There is a Greek verb that is used only four times in the New Testament, all in similar contexts describing the activities of Paul and other leaders revisiting churches they had help get started:
“They returned to Lystra, Iconium and Antioch, strengthening the disciples and encouraging them to remain true to the faith.” (Acts 14:21-22)
“They were sent off and went down to Antioch. . . . They said much to encourage and strengthen the believers.” (Acts 15:30, 32)
“Paul chose Silas and set out . . . through Syria and Cilicia, strengthening the believers.” (Acts 15:41)
“After spending some time there, he departed and went from place to place, through the region of Galatia and
Phrygia, strengthening all the disciples.” (Acts 18:23)
This Greek verb, episteridzo contains the root from which we get our English word “steroid.” It means to make something firm and solid, to give it backbone. The goal of these apostolic visits was to help transform struggling baby churches into the churches on steroids that would be equal to the years of opposition and persecution ahead.
If you’re curious about the apostles’ strategies and techniques for church-strengthening, you’ll find some interesting clues in the accounts of those visits in the biblical Book of Acts. Luke, the author, was an astute observer. As a physician, he was interested in what made things work, so the details he mentions are all significant.
First, it’s interesting that these strengthening visits were not touch-and-go, but usually involved an extended stay. This is emphasized in Acts 14:28, 15:35 and 18:23. There are no quick fixes in genuine church growth. Athletes on steroids may use needles or pills to deliver the chemical boost they want, but there is no equivalent shortcut for churches undergoing genuine growth. It takes long term commitment and total involvement by a core group of true believers.
Second, Luke’s account of the development of these earliest churches emphasizes the identification of strong, gifted local leaders.

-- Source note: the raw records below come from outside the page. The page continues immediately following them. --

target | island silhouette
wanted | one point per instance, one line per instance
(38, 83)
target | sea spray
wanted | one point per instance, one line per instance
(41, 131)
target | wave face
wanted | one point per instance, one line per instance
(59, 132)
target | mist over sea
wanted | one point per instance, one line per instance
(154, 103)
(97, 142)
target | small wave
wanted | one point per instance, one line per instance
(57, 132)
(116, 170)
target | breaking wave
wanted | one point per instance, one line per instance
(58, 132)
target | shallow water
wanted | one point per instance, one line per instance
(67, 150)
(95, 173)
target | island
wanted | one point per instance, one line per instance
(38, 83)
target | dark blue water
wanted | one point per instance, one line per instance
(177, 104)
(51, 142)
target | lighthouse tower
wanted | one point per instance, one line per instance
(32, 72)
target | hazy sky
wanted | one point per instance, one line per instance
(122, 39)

What happened in Lystra, Iconium and Antioch was typical: “After they had appointed elders for them in each church, with prayer and fasting they entrusted them to the Lord” (Acts 14:23). These leaders would be critical to the stability of each church through the times of persecution, keeping the believers focused on their calling to spread the Good News of God’s forgiveness.

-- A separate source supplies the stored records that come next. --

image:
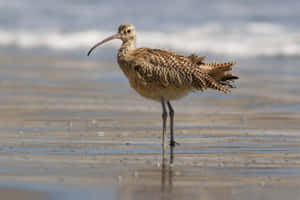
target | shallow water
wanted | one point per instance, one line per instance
(72, 128)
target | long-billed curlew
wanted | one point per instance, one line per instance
(163, 75)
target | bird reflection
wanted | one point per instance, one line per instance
(167, 171)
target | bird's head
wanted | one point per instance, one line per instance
(126, 32)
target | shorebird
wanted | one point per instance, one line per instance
(163, 75)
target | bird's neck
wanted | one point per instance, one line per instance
(126, 47)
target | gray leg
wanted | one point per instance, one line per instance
(171, 112)
(164, 118)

Third, there is frequent mention of the importance of sound teaching. Paul and Barnabas stayed for an extended time in Antioch, so that they might “teach and proclaim the word of God” (Acts 15:35). The new believers in Beroea were commended because they “examined the scriptures every day to see whether these things were so” (Acts 17″11). The church in Corinth was slower than other churches in understanding the full meaning of the Gospel, so Paul “stayed there a year and six months, teaching the word of God among them” (Acts 18:11).
Fourth, it’s very clear in Luke’s history that these young churches were under no illusion that their journey of faith would be easy. They were in for attacks from without (oppression, ridicule, persecution) and from within (immoral behavior, petty jealousies, false teachings). The apostles tried to show them that these negative experiences were an essential part of God’s positive strengthening process: “We must go through many hardships to enter the kingdom of God” (Acts 14:22).
These four principles may be a formula for being a church on steroids today, rather than one of those wimpy, anemic churches so common in our age of convenience and ease. I’d like to see ABC commit itself to the strategy that jump-started the early churches.
And I believe these four principles can put an individual believer on course to a Christian life on steroids as well:
First, be there; hang in over the long haul; don’t be a come-and-go Christian.
Second, associate with proven, genuine spiritual leaders, rather than the pop-star of the day.
Third, understand what Gospel truth really is, and follow it rather than fads.
Fourth, embrace the fact that your spiritual experience will only grow through hard times.
I’m encouraging you all to strive toward a muscular faith.